Walau bagaimana pun, dia adalah seorang istri dan sudah selayaknya berbakti.
Cepat atau lambat, seorang wanita memang akan diboyong pergi saat mereka sudah
berkeluarga. Bersyukurnya, ia tidak perlu tinggal bersama mertua karena Nanda
sudah menyiapkan rumah untuk mereka berdua.
Bunda Rindu tersenyum menatap
wajah Ayu. “Kamu jaga dirimu baik-baik! Lagi hamil muda, tidak boleh terlalu
kelelahan! Sudah resmi resign dari perusahaan?”

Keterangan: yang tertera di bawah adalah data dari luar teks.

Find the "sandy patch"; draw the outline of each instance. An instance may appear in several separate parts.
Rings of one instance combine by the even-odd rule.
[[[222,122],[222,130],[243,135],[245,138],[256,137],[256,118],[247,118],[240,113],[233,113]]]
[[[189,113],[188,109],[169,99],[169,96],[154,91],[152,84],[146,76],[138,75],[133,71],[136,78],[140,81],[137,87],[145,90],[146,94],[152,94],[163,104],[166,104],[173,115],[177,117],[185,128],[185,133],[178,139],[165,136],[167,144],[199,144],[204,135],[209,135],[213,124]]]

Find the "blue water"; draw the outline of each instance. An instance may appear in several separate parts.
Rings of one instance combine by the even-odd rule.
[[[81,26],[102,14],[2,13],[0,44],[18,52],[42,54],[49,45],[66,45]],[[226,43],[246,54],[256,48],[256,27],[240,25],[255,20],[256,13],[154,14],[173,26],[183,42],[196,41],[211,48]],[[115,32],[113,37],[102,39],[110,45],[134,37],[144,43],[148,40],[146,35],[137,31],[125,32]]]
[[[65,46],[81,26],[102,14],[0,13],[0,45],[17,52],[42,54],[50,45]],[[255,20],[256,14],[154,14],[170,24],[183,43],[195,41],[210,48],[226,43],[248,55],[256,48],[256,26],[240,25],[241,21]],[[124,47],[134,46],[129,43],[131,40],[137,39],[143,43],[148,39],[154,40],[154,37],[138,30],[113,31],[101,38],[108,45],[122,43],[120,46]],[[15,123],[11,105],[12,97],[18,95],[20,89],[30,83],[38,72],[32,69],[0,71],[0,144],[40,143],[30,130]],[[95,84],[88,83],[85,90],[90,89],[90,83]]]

Ayu mengangguk. “Sudah, Bunda.”
“Baguslah. Jadi, kamu bisa
fokus mengurus suami dan anakmu,” tutur Bunda Rindu. “Oh ya, kapan mau pindah
rumah?”
“Secepatnya, Bunda,” jawab
Nanda. “Mungkin, besok.”
“Nanti Bunda Rindu ke sana
juga. Sebelum ditinggali, ada baiknya kita mengadakan pengajian lebih dulu,”
tutur Bunda Rindu.
“Pengajian?” batin Nanda dalam hati.
Pria bejat seperti dia mengadakan pengajian? Oh, God! Apa kata pasukan bir dan
wine yang biasa menemaninya party?
Ayu mengangguk. “Nanti Ayu
bilang ke Mama Nia dan Papa Andre juga supaya mereka juga datang ke rumah
kami.”
“Mmh ... emangnya harus ada acara
pengajian segala?” tanya Nanda.
“Iya, dong. Supaya kehidupan
rumah tangga kalian itu penuh berkah, dikasih rejeki yang melimpah dan selalu
harmonis,” jawab Bunda Rindu sambil tersenyum manis.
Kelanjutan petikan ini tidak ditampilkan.